You should have an account on your university’s HPC cluster:
Aalto: if you do not yet have access to Triton, request an account in advance.
Helsinki: Account notes at the bottom of this page
Tampere: your cluster will require ssh keys to connect.
Others: Aalto will provide you with a guest Triton account, check back for more information.
Participants are expected to have a SSH client installed (for options, see the Triton connecting tutorial for examples).
You should install Zoom. Hints on installation.
If you aren’t familiar with the Linux shell, read the crash course, watch the video, or watch the relevant preparatory video linked as part of the schedule.
Try to get connected to your cluster in advance. We have some time scheduled for this, but you need to also try in advance, or else we can’t keep up.
Aalto: connecting to Triton
Helsinki: general information
Tampere: Connecting to Narvi
Other preparation
How to attend this course:
Take this seriously. There is a lot of material and hands-on exercises. Don’t overbook your time, don’t skip hands-on parts, and come prepared.
Anyone may watch via Livestream, https://twitch.tv/coderefinery . Register anyway to get emails.

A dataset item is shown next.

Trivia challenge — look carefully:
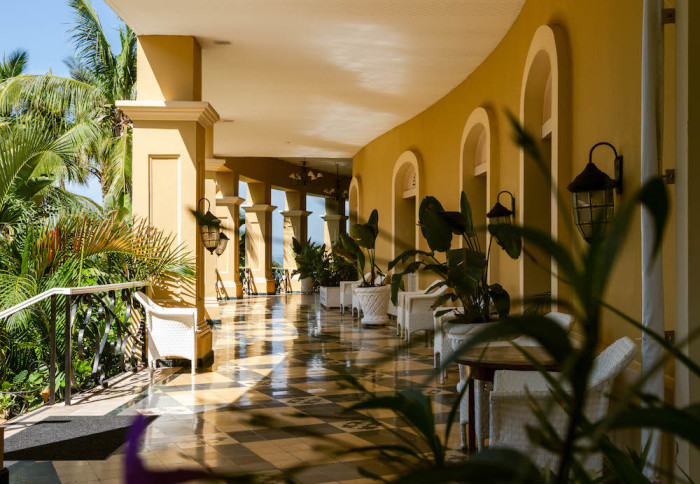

You will be given a Zoom link to join. Join each session 10 minutes early.
Join with a name of “(University) First Last”, e.g. “(Aalto) Richard Darst”. This will help us to put people into university-specific breakout rooms.
There will be a <HackMD.io> document sent to all participants. This is for communication an asking questions. Read more about how this works here
Always write new questions or comments at the bottom of the document.
Moderators will follow the developments, and answer questions and comments. You may get several answers from different perspectives, even. Our focus is the bottom, but we will scan the whole document and keep it organized.
The final document (excluding personal data and questions about individual circumstances) will be published as the notes at the end.